In August, a 79-year-old woman went on a slashing spree in Tokyo’s bustling shopping and entertainment district of Shibuya, wounding two female passersby before being arrested by police.
The attacker reportedly said she was homeless, had no money and thought if she committed a crime the police would care for her.
Crimes committed by the elderly are on the rise. From petty theft to murder, the number of senior citizens arrested by police has surged alarmingly in the last decade. Experts say this results both from Japan’s swelling aging population and from deteriorating community ties, which have led to an insufficient support system for the aged.
The number of those over 65 who committed criminal offences increased almost fourfold from 1998 to 2007, up from 13,739 to 48,597 cases annually, according to National Police Agency statistics.
These figures have continued to swell in 2008. “With shoplifting being the most typical crime, there’s an uptrend in almost all types of crimes committed by the elderly,” said Koichi Hamai, professor at Ryukoku University Law School in Kyoto.
Japan is a rapidly graying nation. The number of those over 65 reached 28.19 million as of Sept. 15, constituting 22.1 percent of the total population and hitting a record high, according to the Internal Affairs and Communications Ministry.
Hamai, an expert on criminal psychology, said that although the expanding gray population will skew the elderly crime figures, that is not the sole factor behind the increase in offenses.
Some elderly may be committing crimes intentionally so they can be put behind bars and under police care instead of facing a bleak future in a society unable to adapt to the newly evolving demographics, he said.
In late September, a 71-year-old man was caught shoplifting in a supermarket in Sapporo. According to news reports, police found ¥750,000 in his wallet, apparently money he had been saving from his monthly welfare payments. “I didn’t want to use my own money,” the man, who had been previously arrested for theft 14 times, reportedly said.
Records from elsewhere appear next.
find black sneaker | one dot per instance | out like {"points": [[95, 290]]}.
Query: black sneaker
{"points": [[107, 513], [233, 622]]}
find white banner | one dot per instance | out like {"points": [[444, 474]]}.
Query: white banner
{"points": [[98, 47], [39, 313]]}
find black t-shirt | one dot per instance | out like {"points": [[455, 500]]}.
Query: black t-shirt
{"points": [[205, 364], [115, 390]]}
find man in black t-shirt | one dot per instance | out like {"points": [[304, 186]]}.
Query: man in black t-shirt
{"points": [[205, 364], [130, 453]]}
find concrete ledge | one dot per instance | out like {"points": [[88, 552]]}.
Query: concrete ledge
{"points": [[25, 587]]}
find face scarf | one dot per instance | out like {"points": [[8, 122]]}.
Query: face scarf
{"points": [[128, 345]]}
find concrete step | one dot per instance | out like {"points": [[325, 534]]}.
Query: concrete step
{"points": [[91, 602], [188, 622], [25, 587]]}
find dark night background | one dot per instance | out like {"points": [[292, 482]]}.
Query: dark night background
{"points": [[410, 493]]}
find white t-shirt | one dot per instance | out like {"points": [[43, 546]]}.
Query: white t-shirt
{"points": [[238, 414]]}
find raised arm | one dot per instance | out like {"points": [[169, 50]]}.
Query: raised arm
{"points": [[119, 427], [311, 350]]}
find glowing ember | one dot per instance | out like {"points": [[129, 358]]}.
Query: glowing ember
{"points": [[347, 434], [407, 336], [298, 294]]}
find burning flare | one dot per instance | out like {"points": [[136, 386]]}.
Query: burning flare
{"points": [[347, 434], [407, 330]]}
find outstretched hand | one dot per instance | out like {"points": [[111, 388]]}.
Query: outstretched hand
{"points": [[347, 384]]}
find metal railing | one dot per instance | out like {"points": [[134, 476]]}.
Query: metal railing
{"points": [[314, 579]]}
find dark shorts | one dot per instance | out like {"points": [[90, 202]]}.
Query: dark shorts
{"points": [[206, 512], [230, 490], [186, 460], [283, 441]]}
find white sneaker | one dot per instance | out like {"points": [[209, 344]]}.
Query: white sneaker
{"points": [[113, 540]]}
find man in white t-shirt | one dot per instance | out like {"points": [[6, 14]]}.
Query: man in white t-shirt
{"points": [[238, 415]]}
Tomomi Fujiwara, an Akutagawa Prize-winning writer and author of “Bosou Rojin,” (“Angry Old People”), said a sense of isolation resulting from a weakening of family and local ties is behind such crimes.
“In the past, blood ties and close-knit communities acted as a restraint on unacceptable behavior. Committing a crime was tantamount to social suicide. But with the growing number of elderly single or couple households, that isn’t the case any more,” Fujiwara said.
“Take shoplifting, for example. The social stigma linked to such crimes is virtually nonexistent today. An elderly shoplifter can get caught, released, go home and continue on with life without anyone being the wiser,” he said.
The Justice Ministry’s White Paper on Crime 2007 notes that the number of elderly repeat offenders has steadily increased over the years, reaching 20.3 percent of all repeat offenders in 2005. Theft and fraud were the most common offenses, together accounting for over 60 percent of all repeat offenses involving seniors.
To counter the trend, the Justice and the Health, Labor and Welfare ministries made a joint budget request in September for fiscal 2009 to establish support centers for elderly and mentally disabled people who have finished serving time.
“Prisons are turning into welfare facilities for the socially disadvantaged, and we need to do something about it,” a health ministry official said.
The goal is to socially rehabilitate people who are too old or mentally unfit by helping them find a place to go after being released from prison. It is still unclear, however, if the budget will be approved or the plan will succeed.
Those receiving welfare increased in 2007, and elderly households accounted for 497,665, or 45 percent, of all households on welfare, an increase of 5 percent from the previous year, according to the health ministry.
“Nights are long, especially for the old and poor,” said Canadian missionary Jean Le Beau, director of Sanyukai, a nonprofit organization that has been providing food, medical care and a place to sleep for the homeless who inhabit the Sanya district in eastern Tokyo, one of the poorer areas of the capital.
“For many, a television set is the only thing that keeps them company,” Le Beau said, stressing the importance of communication for those living in isolation.
Like the rest of Japan, Sanya has also seen its residents gray. Traditionally known as a town for day laborers, in recent years it has seen their numbers decline as the population aged, only to be replaced by foreign backpackers looking for budget accommodations.
Le Beau, who has worked with the organization for over 20 years, said that along with the various volunteer work Sanyukai carries out, he often helps area residents, many living in tents or tiny shelters, apply for welfare benefits and old-age pensions.
But just as importantly, the organization “provides a place for people to come and chat, to spend time together,” he said.
Hamai of Ryukoku University offered a bleak outlook on the future, with both the elderly population and crimes committed by seniors expected to keep rising.
“Understanding of the plight that these people endure, and a joint effort between both communities and the government is necessary to create effective safety nets,” Hamai said.
“But with trust in the government virtually nonexistent with the pension scandal and other persistent problems, I must say it’s not looking too good,” he said.